MALTA, NY – It took Tim Hartman Jr. 10 seasons to win his first sportsman championship at Albany-Saratoga Speedway.
You can bet he doesn’t want to wait that long to get No. 2.
With eight wins at three different tracks in 2018, including three trips to victory lane at historic Malta, Hartman Jr. pushed his career win total to 36, including 17 at Albany-Saratoga Speedway. But it was a race he didn’t win that proved to be the most important of the season.
Going into the final night of points at Albany-Saratoga, Hartman Jr. held a slim lead over Connor Cleveland, and promoter Lyle DeVore opted to run a 40-lap feature, with double points, for the sportsman.
Cleveland went on to win the race, while Hartman Jr. crossed the finish line fourth, just enough to give him the championship by six points.
You could hear the relief in his voice when he said, “It’s been a long week. I did what I came here to do,” after the race.
Mission accomplished. Now, it’s time to move on.
If Hartman Jr. was a thoroughbred race horse, he’d run with blinkers on. He doesn’t like to be distracted. He likes to stay focused on one objective, and not stray off his path until he’s reached that goal.
When Hartman Jr. locked up his championship on the final points night last season, he and his father, Tim Hartman Sr., made history by becoming the first father-and-son duo to win titles in the sportsman division at Malta. (Hartman Sr. was a three-time champion, in 2003, 2005 and 2006). According to Tim Hartman Sr., it was like the changing of the guard.
“I used to be Tim Hartman,” said Hartman Sr. when he and his son were honored for their historic achievement at Albany-Saratoga Speedway’s awards banquet. “Now, I’m Tim Hartman Jr.’s father. But that’s not so bad.”
The foundation for Hartman Jr.’s first championship was laid long before he first climbed behind the wheel of one of his father’s cars in 2009 and began racing in what was then called the budget sportsman class. “I grew up at Malta,” said Hartman Jr., a graduate of Florida Institute of Technology who works as a mechanical engineer at Knolls Atomic Power Laboratory in Niskayuna, N.Y. “I saw a lot and learned a lot before I ever got into a race car.”

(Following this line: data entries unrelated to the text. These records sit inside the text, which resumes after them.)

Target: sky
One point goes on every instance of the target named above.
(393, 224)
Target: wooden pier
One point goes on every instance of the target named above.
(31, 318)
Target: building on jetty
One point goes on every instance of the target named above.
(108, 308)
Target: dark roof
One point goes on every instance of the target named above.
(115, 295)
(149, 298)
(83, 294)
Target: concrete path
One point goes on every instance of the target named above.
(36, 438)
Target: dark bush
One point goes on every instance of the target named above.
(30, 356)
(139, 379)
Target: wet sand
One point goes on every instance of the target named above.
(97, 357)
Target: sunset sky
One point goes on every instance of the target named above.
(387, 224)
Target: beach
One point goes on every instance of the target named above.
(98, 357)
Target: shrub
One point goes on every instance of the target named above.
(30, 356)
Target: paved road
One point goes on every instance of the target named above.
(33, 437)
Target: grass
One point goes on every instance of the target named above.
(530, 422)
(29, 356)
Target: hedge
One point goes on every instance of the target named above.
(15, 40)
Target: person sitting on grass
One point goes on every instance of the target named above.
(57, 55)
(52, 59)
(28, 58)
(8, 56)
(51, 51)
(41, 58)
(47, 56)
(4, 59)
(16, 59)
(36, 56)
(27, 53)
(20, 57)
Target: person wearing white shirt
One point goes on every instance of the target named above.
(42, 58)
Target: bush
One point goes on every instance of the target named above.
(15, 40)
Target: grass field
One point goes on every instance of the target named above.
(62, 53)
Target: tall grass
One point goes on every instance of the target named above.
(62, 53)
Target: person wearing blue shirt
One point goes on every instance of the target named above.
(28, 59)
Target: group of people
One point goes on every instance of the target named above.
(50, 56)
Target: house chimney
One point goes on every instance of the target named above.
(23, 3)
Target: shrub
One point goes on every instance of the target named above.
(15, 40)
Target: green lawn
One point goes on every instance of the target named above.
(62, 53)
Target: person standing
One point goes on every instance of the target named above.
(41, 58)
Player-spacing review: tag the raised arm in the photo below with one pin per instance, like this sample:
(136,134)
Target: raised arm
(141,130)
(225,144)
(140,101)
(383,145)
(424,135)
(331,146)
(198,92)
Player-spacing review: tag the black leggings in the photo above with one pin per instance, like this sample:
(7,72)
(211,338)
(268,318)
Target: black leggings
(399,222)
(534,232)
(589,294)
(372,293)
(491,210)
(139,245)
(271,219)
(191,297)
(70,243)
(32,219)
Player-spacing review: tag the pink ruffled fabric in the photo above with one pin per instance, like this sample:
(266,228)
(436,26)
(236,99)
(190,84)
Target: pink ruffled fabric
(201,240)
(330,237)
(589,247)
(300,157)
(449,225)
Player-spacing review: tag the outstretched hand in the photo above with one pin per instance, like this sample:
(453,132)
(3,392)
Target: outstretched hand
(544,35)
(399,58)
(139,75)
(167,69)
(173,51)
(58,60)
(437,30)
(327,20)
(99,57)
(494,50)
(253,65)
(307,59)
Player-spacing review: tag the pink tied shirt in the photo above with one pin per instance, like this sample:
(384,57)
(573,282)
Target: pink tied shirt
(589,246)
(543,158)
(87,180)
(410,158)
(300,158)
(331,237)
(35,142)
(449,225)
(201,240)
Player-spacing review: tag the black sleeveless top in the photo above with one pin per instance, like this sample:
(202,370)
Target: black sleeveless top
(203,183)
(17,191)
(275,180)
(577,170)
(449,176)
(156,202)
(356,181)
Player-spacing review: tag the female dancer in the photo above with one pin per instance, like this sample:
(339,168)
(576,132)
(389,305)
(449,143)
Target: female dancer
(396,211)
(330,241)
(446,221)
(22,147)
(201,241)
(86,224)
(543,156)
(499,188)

But from the start, Hartman Jr. was a natural. He won his first feature at Albany-Saratoga on May 29 of his rookie season (in just his sixth career start), and two nights later, capped a memorable weekend with his first career win at Devil’s Bowl Speedway.
When former Albany-Saratoga Speedway promoter Bruce Richards decided to switch the Malta track over to asphalt in the 2010 season, Hartman Jr. started racing at Lebanon Valley Speedway, notching a pair of wins on the high banks before returning to Albany-Saratoga Speedway in 2012, when Lebanon Valley Speedway promoter Howie Commander began leasing the Malta track and put clay back on the racing surface. Hartman Jr. has also been to victory lane at Fonda Speedway and Accord during his 10-year career.
Half of Hartman Jr.’s career wins have come in the last three years. It’s no coincidence that the hot streak coincides with teaming up with car owner Mike Parillo in 2016.
“Getting the opportunity to race for Mike was the best thing that ever happened to me,” said Hartman Jr. “Before that, it was just me and my father, and it was starting to get to be too much for us.”
But with opportunity comes pressure, and Hartman Jr. knows that.
“I always feel there’s pressure,” he said. “No. 1, with a car owner like Mike, he provides me with nothing but the best of the best, in terms of equipment, and I know I have to perform.”
Then he added, with a smile, “And I’ve only got one championship. I’ve got to get two more to catch my father.”
Hartman Jr., who also picked up four wins in the second Parillo Services car at Glen Ridge Motorsports Park last year, will face his share of challenges in 2019. For starters, he’s got the champion’s bull’s-eye on his back at Albany-Saratoga, and drivers like Cleveland, Jeremy Pitts, Robert Bublak Jr., Chad Edwards, Jason Gray and Chris Johnson aren’t going to bow down to the king.
And now that the Parillo team has that championship at Albany-Saratoga Speedway under its belt, Mike Parillo would like to see how his team stacks up against the best in the rest of the state, meaning Hartman Jr. will probably be spending more time on the road this season, running in some sportsman tour races.
“Being in the record book with my father at Albany-Saratoga Speedway is something I’ll always be proud of,” said Hartman Jr. “But I’ve still got a long way to go.”